Wie Siegfried mit seinem Weibe heimkehrte

Als die Gäste waren   gefahren all davon,
Da sprach zu dem Gesinde   König Siegmunds Sohn:
"Wir wollen auch uns rüsten  zur Fahrt in unser Land."
Lieb war es seinem Weibe,   als das der Fraue ward bekannt. (711)

* Sie sprach zu ihrem Manne: "Wann sollen wir fahren?
So sehr dahin zu eilen   will ich mich bewahren:
Erst sollen mit mir teilen   meine Brüder dieses Land."
Leid war es Siegfrieden,   als ers an Kriemhilden fand. (712)

Die Fürsten zu ihm gingen   und sprachen alle drei:
"Wisset, König Siegfried,   dass euch immer sei
Unser Dienst mit Treue   bereit bis in den Tod."
Er neigte sich den Degen,   da mans so gütlich ihm erbot. (713)

"Wir wolln auch mit euch teilen," sprach Geiselher das Kind.
"Das Land und die Burgen,   die unser eigen sind,
Und was der weiten Reiche   uns ist untertan:
Ihr empfangt mit Kriemhild   euer gutes Teil daran." (714)

Der Sohn Siegmundens   sprach zu den Fürsten da,
Als er der Herren Willen   hörte und ersah:
"Gott lass euch euer Erde   immer gesegnet sein;
Ich mag es wohl entraten   mit der lieben Frauen mein. (715)

* "Sie bedarf nicht des Teiles,   den ihr ihr wolltet geben:
Wo sie soll Krone tragen,   werd ich es erleben,
Da muss sie reicher werden   als wer auf Erden sei:
Was ihr sonst gebietet,   ich steh euch immer dienstlich bei." (716)

Da sprach Frau Kriemhilde:   "Wenn ihr mein Land verschmäht
Um die Burgonden-Degen   es so gering nicht steht:
Die mag ein König gerne   führen in sein Land;
Wohl soll sie mit mir teilen   meiner lieben Brüder Hand." (717)

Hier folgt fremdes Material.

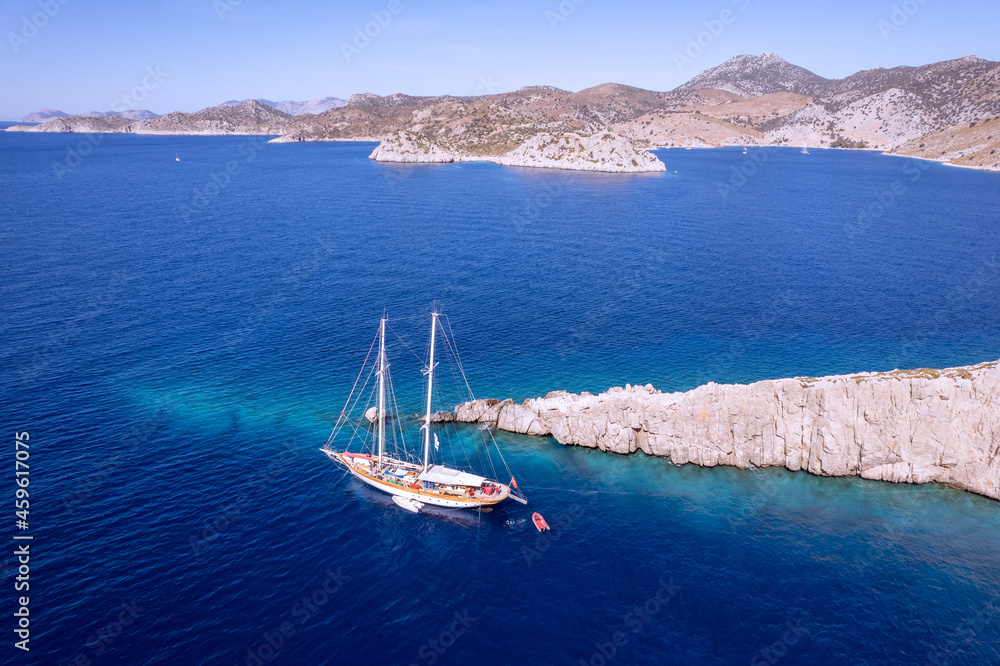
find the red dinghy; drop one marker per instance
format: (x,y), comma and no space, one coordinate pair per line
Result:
(539,522)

Da sprach Gernot der Degen:   "Nimm die du willst mit dir:
Die gerne mit dir ritten,   du findest viele hier.
Aus dreißig hundert Recken   nimm dir tausend Mann
Zu deinem Hausgesinde."   Kriemhild zu senden begann (718)

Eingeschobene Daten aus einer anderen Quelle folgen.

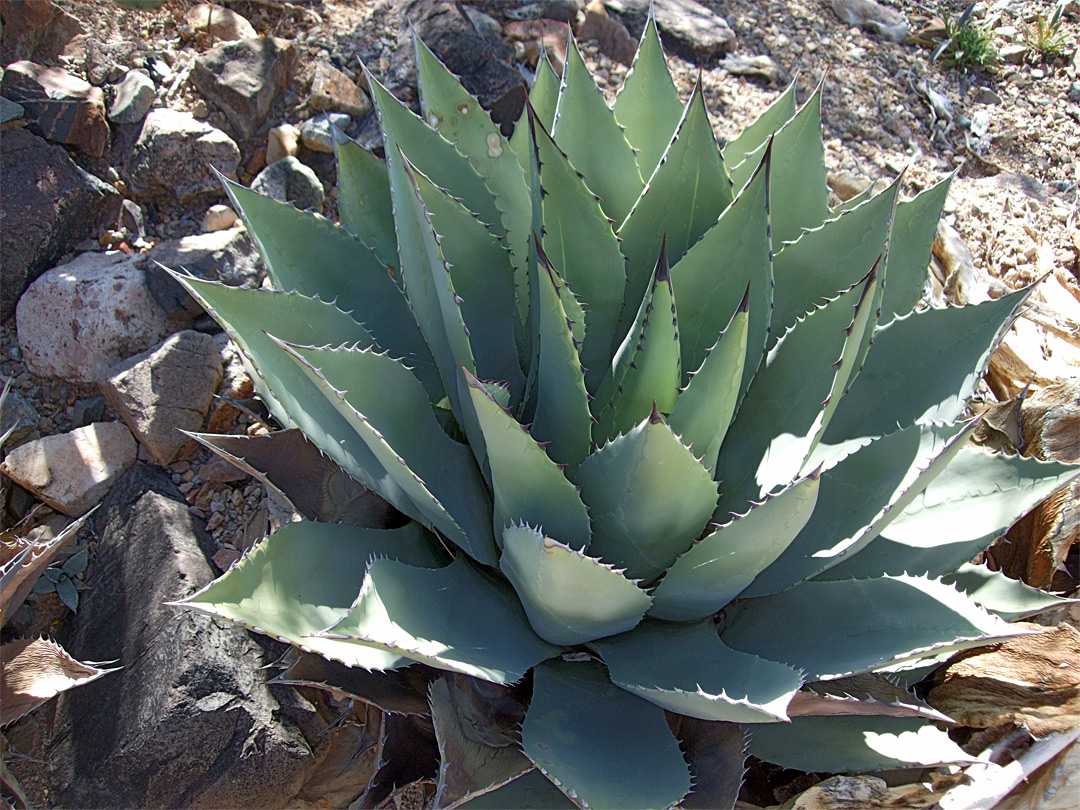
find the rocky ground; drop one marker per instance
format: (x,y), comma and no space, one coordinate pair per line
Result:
(111,118)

Nach Hagen von Tronje   und nach Ortewein,
Ob sie und ihre Freunde   Kriemhildens wollen sein?
Darob gewann da Hagen   ein zornigliches Leben:
Er sprach: "Uns kann Herr Gunther   in der Welt an niemand vergeben." (719)

"Ander Ingesinde    nehmt zu eurer Fahrt:
Ihr werdet ja wohl kennen   deren von Tronje Art.
Wir müssen bei den Königen   am Hofe hier bestehn,
Und denen ferner dienen,   deren Dienst mir stets versehn." (720)

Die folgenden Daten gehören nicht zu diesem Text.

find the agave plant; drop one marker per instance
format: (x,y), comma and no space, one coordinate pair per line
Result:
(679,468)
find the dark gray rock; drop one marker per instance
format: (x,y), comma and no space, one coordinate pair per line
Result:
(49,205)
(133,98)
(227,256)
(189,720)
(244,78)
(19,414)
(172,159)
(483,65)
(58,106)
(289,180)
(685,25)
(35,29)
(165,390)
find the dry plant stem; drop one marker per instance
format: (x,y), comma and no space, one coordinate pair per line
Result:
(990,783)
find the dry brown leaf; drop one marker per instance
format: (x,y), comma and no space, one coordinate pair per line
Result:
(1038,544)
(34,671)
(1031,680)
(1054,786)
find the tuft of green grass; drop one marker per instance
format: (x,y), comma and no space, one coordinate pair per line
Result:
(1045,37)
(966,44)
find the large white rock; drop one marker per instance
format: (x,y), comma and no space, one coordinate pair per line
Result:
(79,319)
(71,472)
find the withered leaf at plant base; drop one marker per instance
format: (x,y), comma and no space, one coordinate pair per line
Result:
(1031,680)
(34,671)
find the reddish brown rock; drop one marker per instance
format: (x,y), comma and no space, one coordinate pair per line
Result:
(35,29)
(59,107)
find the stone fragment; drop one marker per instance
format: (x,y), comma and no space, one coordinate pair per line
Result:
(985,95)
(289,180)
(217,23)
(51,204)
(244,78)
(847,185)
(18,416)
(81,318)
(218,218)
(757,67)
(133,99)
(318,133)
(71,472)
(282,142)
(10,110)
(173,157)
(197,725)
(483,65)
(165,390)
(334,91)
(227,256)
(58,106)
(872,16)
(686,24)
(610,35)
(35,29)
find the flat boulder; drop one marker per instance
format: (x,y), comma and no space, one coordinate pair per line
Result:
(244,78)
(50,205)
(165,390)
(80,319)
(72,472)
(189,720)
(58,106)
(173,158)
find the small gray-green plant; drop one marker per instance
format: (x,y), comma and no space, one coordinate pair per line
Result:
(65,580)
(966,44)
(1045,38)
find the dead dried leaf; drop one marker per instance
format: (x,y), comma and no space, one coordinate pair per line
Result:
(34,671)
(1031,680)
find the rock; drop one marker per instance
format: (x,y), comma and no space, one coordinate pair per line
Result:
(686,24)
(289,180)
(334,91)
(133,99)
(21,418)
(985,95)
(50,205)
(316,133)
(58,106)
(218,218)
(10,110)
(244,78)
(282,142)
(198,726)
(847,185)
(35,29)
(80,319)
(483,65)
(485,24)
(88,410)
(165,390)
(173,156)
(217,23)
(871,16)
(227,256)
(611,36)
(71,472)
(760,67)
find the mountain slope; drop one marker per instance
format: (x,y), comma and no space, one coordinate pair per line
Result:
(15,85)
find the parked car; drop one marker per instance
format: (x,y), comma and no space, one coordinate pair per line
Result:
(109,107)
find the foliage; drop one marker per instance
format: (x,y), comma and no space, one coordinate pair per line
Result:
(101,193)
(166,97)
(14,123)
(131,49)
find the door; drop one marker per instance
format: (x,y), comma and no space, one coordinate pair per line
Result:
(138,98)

Sie ließen es bewenden   und schickten sich hindann,
Ihr edel Ingesinde   Kriemhild zu sich gewann,
Zweiunddreißig Mägdelein   und fünfhundert Mann;
Eckewart der Markgraf   zog mit Kriemhilden hindann. (721)

Da nahmen alle Urlaub,   Ritter so wie Knecht,
Mägdelein und Frauen,   so war es gut und recht.
Sie schieden unter Küssen   voneinander unverwandt
Und jene räumten fröhlich   dem König Gunther das Land. (722)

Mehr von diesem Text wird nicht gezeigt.